For the wintry weather, I wanted cute mittens, not gloves. This seemed like a tall order on short notice. After unsuccessful searching for something cute, I decided to “make” my own. No, I did not knit a ball of yarn into mittens, and no, I did not cut up an old sweater and sew. I store-bought some plain, chunky mittens and dip-dyed them. It was so easy I felt as if I had cheated Etsy or something.
To make your own you need:
- Light colored cotton mittens
- A bottle/box of Rit dye in the color of your choice
- A dowel
- A large pot (or sink)
- Hot water
First, use clothespins (or binder clips, or string, or rubber bands) to attach the open end of your mittens to a dowel (or stick or broom). This is to ensure that only a few inches of your mittens are in submerged in the dye. It also keeps you from having to hold your mittens in the dye bath for an hour.
The instructions on Rit dye are pretty fool-proof, so follow those if you’d like. It is as simple as mixing the dye in hot water (by heating some in a large pot on the stove top, or filling your sink with hot tap water). Next, set the mitten laden dowel across the pot (or sink). Re-position the mittens if necessary so that two to three inches of your mittens are in the colored water.
Walk away. Come back an hour or so later. The dye will have wicked up another inch or two of the mittens, giving them an ombre effect.
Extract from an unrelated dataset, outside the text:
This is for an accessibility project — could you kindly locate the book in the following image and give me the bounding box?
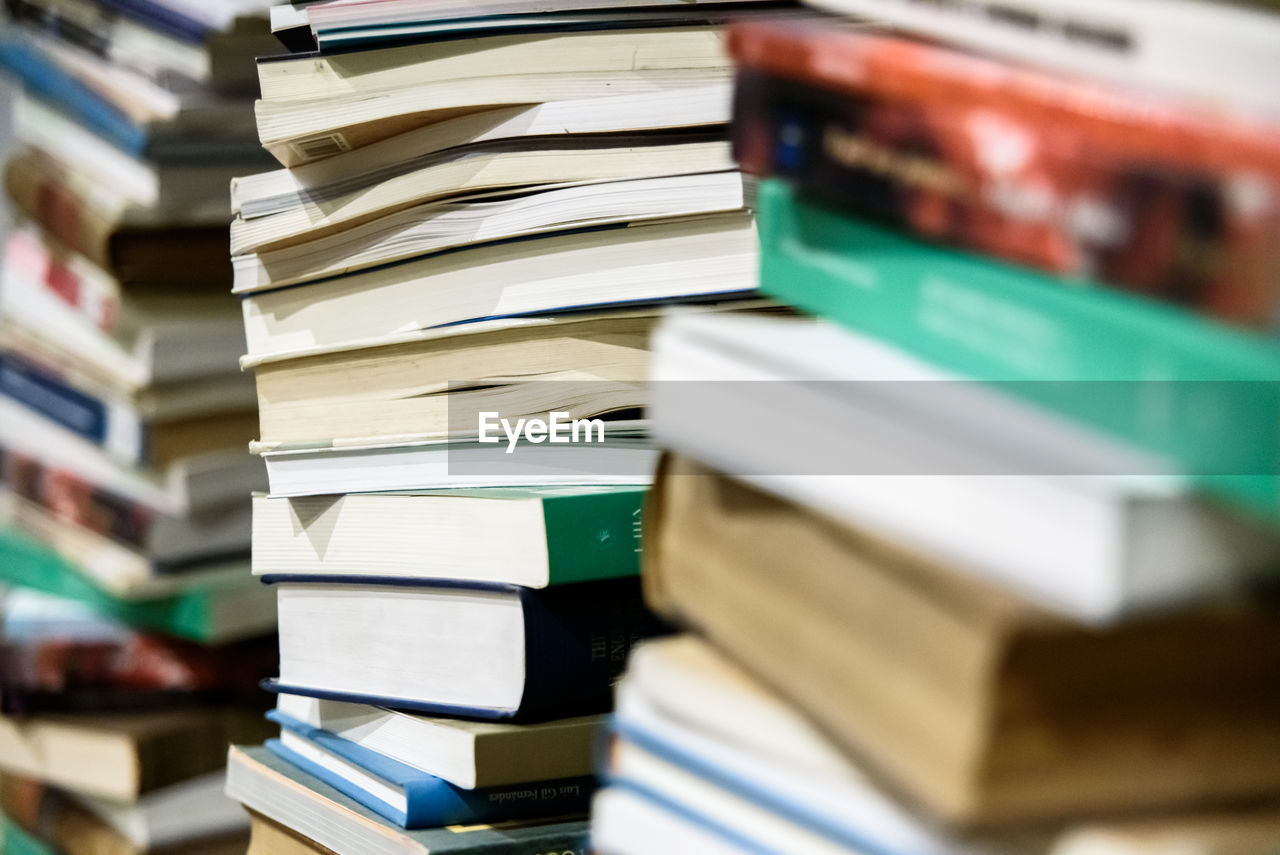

Remove the mittens from the dye. Keeping them on the dowel, let the mittens hang dry. Expect this to take a day. The first few times you wash your mittens, wash them alone so any excess dye that runs will not ruin other clothing. With less than a week until take off, I did not have time to hunt for cotton mittens. Mine are 100% acrylic, which Rit claims will not absorb the dye. My mittens seemed to take the dye just fine, but we’ll see after the trip (and the first wash) if I end up with purple hands and cream-colored mittens.
I would love to see some yellow mittens with green dip-dyed tips.
I can hardly wait to wrap my mitten warmed hands around a cup of hot chocolate from City Bakery and watch the Macy’s Thanksgiving Day Parade!